Awful Cereal Hall of Fame: Grape Nuts

I don’t know if there’s a Hall of Fame for Awful Cereal. I get that typically halls of fame are reserved for honoring good things, not detracting from bad things. And I get that maybe it should be a Hall of Infamy, but at that point, we’re really overthinking this a bit too much, aren’t we?

Regardless of whether or not something like a Hall of Fame for Awful Cereal (HFAC) should exist or not, I would like to think we could all agree on the simple fact that the first entry in the HFAC would be Grape Nuts.

I have had the misfortune of eating Grape Nuts twice in my life. The first time was at my brother’s. I was crashing there for the night, and when the morning came, it was time for breakfast. His supply left a fair bit to be desired. I can’t remember exactly what was there (Cheerios? Shredded wheat?) but whatever it was, it was missing my usual go-to dependables. Cocoa Puffs or Cocoa Krispies. (If your cereal isn’t giving you chocolate milk when you’re through with it, it’s not pulling its weight.) There were, however, Grape Nuts.

“Aha!” I said to myself. “I’ve never tried those before. I like grapes. I like nuts. These are gonna be great.”

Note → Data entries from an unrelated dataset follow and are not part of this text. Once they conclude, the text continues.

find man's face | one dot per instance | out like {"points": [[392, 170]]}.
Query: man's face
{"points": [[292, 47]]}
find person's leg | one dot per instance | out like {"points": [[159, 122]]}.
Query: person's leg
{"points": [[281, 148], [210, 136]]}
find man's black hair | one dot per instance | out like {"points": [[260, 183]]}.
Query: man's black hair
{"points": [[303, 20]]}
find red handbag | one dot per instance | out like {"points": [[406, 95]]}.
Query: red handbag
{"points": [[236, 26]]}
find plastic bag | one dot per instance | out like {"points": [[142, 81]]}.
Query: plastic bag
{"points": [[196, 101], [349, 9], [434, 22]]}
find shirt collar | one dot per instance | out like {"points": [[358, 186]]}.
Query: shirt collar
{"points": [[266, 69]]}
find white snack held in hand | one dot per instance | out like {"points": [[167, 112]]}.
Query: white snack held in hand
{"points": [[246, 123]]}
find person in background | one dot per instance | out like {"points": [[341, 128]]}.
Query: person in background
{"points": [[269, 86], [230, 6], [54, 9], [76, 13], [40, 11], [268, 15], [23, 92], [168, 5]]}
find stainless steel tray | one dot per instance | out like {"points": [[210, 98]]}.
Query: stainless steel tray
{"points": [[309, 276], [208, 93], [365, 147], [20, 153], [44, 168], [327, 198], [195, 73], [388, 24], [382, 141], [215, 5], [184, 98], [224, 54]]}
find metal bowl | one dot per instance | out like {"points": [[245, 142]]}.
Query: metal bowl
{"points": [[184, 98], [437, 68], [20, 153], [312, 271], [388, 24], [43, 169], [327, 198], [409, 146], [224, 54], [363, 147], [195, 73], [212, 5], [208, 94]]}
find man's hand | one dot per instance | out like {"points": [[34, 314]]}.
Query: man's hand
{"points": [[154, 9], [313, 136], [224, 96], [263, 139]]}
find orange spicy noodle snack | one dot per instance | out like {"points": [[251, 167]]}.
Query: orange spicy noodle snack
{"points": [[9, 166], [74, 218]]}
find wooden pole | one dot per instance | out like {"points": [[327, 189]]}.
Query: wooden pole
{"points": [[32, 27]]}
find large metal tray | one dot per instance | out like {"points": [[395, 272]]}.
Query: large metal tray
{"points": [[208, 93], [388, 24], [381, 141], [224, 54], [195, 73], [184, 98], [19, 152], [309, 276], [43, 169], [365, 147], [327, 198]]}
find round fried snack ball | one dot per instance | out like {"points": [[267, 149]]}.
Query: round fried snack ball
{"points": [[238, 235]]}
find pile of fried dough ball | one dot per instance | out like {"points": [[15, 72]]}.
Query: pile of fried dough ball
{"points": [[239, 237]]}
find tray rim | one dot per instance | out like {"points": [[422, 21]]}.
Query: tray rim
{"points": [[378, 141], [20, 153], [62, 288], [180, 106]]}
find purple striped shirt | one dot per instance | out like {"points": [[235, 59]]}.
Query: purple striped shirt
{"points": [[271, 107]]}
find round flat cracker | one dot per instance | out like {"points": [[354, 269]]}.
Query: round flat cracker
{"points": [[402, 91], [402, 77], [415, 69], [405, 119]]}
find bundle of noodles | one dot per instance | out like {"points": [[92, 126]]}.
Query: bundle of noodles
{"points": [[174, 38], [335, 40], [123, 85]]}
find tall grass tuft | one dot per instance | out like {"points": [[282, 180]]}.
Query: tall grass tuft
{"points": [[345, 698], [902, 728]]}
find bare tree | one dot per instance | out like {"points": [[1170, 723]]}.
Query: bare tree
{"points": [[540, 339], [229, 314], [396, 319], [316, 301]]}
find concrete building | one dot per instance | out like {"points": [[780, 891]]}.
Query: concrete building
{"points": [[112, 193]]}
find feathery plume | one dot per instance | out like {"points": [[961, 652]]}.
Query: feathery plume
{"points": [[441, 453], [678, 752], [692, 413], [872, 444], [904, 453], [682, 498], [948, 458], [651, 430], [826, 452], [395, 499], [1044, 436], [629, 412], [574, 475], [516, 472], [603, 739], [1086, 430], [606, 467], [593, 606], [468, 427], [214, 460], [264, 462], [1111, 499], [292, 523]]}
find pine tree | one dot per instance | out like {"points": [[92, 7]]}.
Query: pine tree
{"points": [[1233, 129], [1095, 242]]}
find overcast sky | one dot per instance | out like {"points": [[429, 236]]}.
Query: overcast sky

One bowlful later, I discovered it’s a miracle Grape Nuts haven’t been hit with a false advertisement suit years ago. They contain neither grapes nor nuts. In fact, they’re basically kitty litter, but I suppose “Kitty Litter” as a cereal name didn’t score as well in their consumer research tests, so they decided to lie instead.

Not that I’ve ever tasted kitty litter, in case you were beginning to have your doubts. I mean, I’ve tasted Grape Nuts now, which already makes me pretty suspect, so I wouldn’t blame you for being suspicious about my history with consuming kitty litter. But Grape Nuts look like kitty litter: small pellets. They smell pretty much odorless, which I believe is the point of kitty litter. And if you swapped them out with your cat’s kitty litter, I’m willing to bet Mr. Bigglesworth wouldn’t be able to tell the difference.

Needless to say, I didn’t have a second bowl.

And yet somehow I was suckered into trying Grape Nuts again. Years had gone by, and I was having ice cream at a friend’s house. The flavor? Grape Nuts. I stared at the flavor name in confusion. It was like calling something “Dog Vomit Ice Cream” and hoping that would somehow sell more cartons. Except my friend wasn’t just eating the ice cream. He was enjoying it. He even said it was his favorite flavor.

I am not above admitting when I am wrong, and what did I know? Maybe when you added cream and sugar to Grape Nuts and then froze them for a while, they turned into some kind of awesome flavorfest. Did I want to miss out on a thing like that? Maybe the batch of Grape Nuts I’d had was stale, or maybe my brother had accidentally put kitty litter into his Grape Nuts back in the day.

Reader, I tried the ice cream.

Again, I’ve never put kitty litter on top of my ice cream before, but if I were ever try such a thing, I’m fairly confident I couldn’t have a worse experience with that flavor than with what I put in my mouth that day.

Friends don’t let friends eat Grape Nuts. Period.

There are other cereal brands that belong in the HFAC. Original Cap’n Crunch has cut my mouth more times than I’d like to admit. Rice Krispies are borderline, because if you don’t literally inhale them the moment you add milk to the mixture, you’re left with Rice Mush. I’m not honestly sure what Apple Jacks are trying to accomplish, but whatever it is, they’re failing.

But they all pale before the horror that is Grape Nuts.